Adel Blanchard, écrivain raté, séparé de sa femme et ses enfants, accepte pour pouvoir survivre un poste d'enseignant en lettres dans une faculté de Lille. Ainsi commence "
La Tour de Sélénite" d'
Arnaud Codeville, écrivain touche à tout, puisque son premier bébé, il le façonne de A à Z, depuis l'écriture jusqu'à la couverture et la vente. Un travail de titan, vous en conviendrez. Chapeau bas, car je serais bien incapable de réaliser pareil exploit.
Il ne faut que quelques pages à l'auteur pour planter le décor: Adel est un personnage en plein naufrage, dans un lieu qui n'est guère réjouissant. L'écriture ne s'embarrasse pas de fioritures, et nous vient en tête la citation de la divine comédie: "vous qui entrez ici abandonnez toute espérance". Nous suivons donc les errances du personnage principal, en proie au doute, aux envies de suicide, au sein d'une équipe de professeurs assez hauts en couleur et très dissemblables les uns des autres. le grand projet qui les occupent est la restauration d'un vieux phare en Loire-Atlantique pour en faire un centre de vacances pour les jeunes étudiants.
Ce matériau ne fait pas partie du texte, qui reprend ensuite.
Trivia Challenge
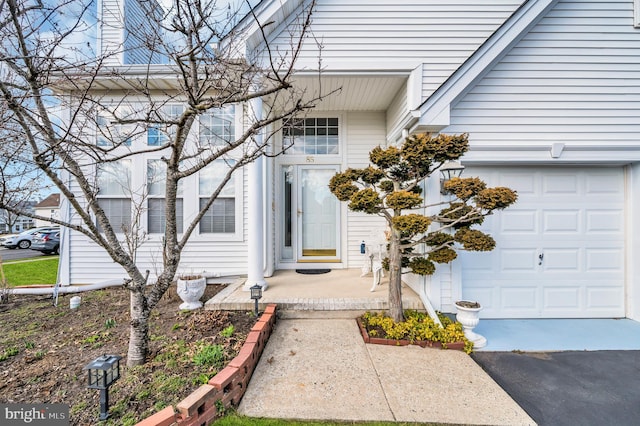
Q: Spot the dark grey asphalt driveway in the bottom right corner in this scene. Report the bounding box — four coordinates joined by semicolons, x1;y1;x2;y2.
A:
473;351;640;426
Un avant-groupe décide de partir en éclaireur pour investir les lieux. Evidemment, tout ne va pas se passer comme prévu...
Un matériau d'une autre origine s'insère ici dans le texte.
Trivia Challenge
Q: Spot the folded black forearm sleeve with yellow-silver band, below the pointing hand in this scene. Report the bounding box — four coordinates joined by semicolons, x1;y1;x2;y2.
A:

La force de l'auteur est d'avoir une écriture très visuelle, et de savoir mener une tension qui ne faiblit pas d'un bout à l'autre. Ceux qui me connaissent savent que je ne suis pas un accroc des ebook, et pourtant, j'ai dévoré ce livre en une journée, incapable de m'en détacher. A mi chemin entre un roman de
Lovecraft et
l'affaire Charles Dexter Ward, et un authentique
John Carpenter de la meilleure époque, et là je pense entre autres à Fog,
Arnaud Codeville entraine son personnage dans une spirale infernale. de mystérieux et angoissant, bâti comme un thriller classique, le roman bascule dans l'horreur absolue dès l'arrivée au phare, jusqu'à un final bluffant et parfaitement maîtrisé qui laisse un goût amer dans la bouche. Amer, parce qu'on aurait aimé une autre fin... Les vrais bons auteurs de roman d'horreur ne sont pas monnaie courante, surtout lorsqu'ils sont Français, je vous conseille donc de ne pas bouder votre plaisir, à condition de ne pas le lire seul, la nuit, qui plus est avec sur la tête un casque avec la musique d'Alan Howarth.
Le changement de temps m'a quelquefois surpris je l'avoue, mais sans rien de rédhibitoire, donnant parfois une cassure de ton probablement voulu par l'auteur pour renforcer l'effet d'urgence dans laquelle Adel se trouve en racontant son histoire. Depuis, notre ami a commis un autre cauchemar,
1974, dans ma bibliothèque, et nulle doute qu'il sera encore meilleur, parce que je suis convaincu qu'Arnaud est comme le bon vin - ou selon mes préférences le bon rhum - il se bonifie avec le temps.